Il prenait des œufs de
crapaud accoucheur à peau sèche se reproduisant sur terre ferme et les déposait
dans l’eau.
Or, les animaux issus de
ces œufs s’adaptaient et présentaient des caractéristiques de crapauds
aquatiques. Ils avaient ainsi une bosse noire copulatoire sur le pouce, bosse
qui permettait aux crapauds aquatiques mâles de s’accrocher à la femelle à peau
glissante afin de pouvoir s’accoupler dans l’eau. Cette adaptation au milieu
aquatique était transmise à leur progéniture, laquelle naissait directement
avec une bosse de couleur foncée au pouce. La vie était donc capable de
modifier son programme génétique pour s’adapter au milieu aquatique.
Kamerer défendit sa
théorie de par le monde avec un certain succès. Un jour, pourtant, des
scientifiques et des universitaires souhaitèrent examiner « objectivement »
son expérience. Une large assistance se pressa dans l’amphithéâtre, ainsi que
de nombreux journalistes. Le Dr Kamerer comptait bien prouver là qu’il
n’était pas un charlatan.
La veille de l’expérience,
il y eut un incendie dans son laboratoire et tous ses crapauds périrent à
l’exception d’un seul. Kamerer présenta donc ce survivant et sa bosse sombre.
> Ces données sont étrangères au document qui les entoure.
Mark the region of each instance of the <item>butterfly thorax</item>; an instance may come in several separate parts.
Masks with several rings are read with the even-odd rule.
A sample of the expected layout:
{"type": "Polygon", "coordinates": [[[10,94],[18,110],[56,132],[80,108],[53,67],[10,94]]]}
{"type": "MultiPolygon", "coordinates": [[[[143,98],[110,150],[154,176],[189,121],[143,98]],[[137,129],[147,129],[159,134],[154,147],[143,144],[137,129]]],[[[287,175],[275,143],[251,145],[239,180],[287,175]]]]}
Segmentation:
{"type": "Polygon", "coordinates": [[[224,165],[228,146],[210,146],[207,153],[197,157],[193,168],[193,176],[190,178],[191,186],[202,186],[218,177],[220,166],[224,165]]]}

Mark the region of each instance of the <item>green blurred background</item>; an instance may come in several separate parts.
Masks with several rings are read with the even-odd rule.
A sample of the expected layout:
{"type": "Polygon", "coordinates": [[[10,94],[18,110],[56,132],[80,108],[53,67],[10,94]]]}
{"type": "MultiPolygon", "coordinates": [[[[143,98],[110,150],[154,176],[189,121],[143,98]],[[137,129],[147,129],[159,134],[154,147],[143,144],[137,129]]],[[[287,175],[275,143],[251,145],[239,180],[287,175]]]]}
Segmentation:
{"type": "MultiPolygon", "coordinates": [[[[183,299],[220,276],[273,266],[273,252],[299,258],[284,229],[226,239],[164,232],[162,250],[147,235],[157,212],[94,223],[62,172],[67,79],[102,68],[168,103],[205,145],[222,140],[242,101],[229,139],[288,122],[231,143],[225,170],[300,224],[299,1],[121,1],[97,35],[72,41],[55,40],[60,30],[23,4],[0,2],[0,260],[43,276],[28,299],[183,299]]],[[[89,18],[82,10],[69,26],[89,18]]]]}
Les scientifiques examinèrent l’animal à la loupe et s’esclaffèrent. Il était
parfaitement visible que les taches noires de la bosse du pouce du crapaud
avaient été artificiellement dessinées par injection d’encre de Chine sous la
peau. La supercherie était éventée. La salle était hilare.
En une minute, Kamerer
perdit tout son crédit et toute chance de voir ses travaux reconnus. Rejeté de
tous, il fut mis au ban de la profession. Les darwinistes avaient gagné, et
pour longtemps. Il était maintenant admis que les êtres vivants étaient
incapables de s’adapter à un nouveau milieu.
Kamerer quitta la salle
sous les huées. Désespéré, il se réfugia dans une forêt où il se tira une balle
dans la bouche, non sans avoir laissé derrière lui un texte lapidaire dans
lequel il réaffirmait l’authenticité de ses expériences et déclarait
« vouloir mourir dans la nature plutôt que parmi les hommes ». Ce
suicide acheva de le discréditer.
On pourrait penser qu’il
s’agissait de l’imposture scientifique la plus nulle. Pourtant, à l’occasion de
son enquête pour son ouvrage
L’Étreinte du crapaud
, Arthur Koestler
rencontra l’ancien assistant de Kamerer. L’homme lui révéla avoir été à
l’origine du désastre. C’était lui qui, sur l’ordre d’un groupe de savants
darwiniens, avait mis le feu au laboratoire et remplacé le dernier crapaud
mutant par un autre auquel il avait injecté de l’encre de Chine dans le pouce.
Edmond Wells,
Encyclopédie du Savoir Relatif et Absolu
, tome III.
Maximilien avait passé sa journée à se tourner les pouces.
Avec ses clefs, il gratta un peu du noir qui s’était glissé sous un ongle.
Il en avait assez d’attendre.
— Toujours rien ?
— Rien à signaler, chef !
Ce qu’il y avait d’agaçant dans la technique du siège,
c’était que tout le monde s’ennuyait. Dans la défaite, au moins, il se passe toujours
quelque chose, mais là…
Ne serait-ce que pour se changer les idées, Maximilien
aurait bien aimé retourner dans la forêt faire dynamiter la mystérieuse
pyramide, mais le préfet lui avait expressément ordonné de ne plus s’occuper
désormais que de la seule affaire du lycée.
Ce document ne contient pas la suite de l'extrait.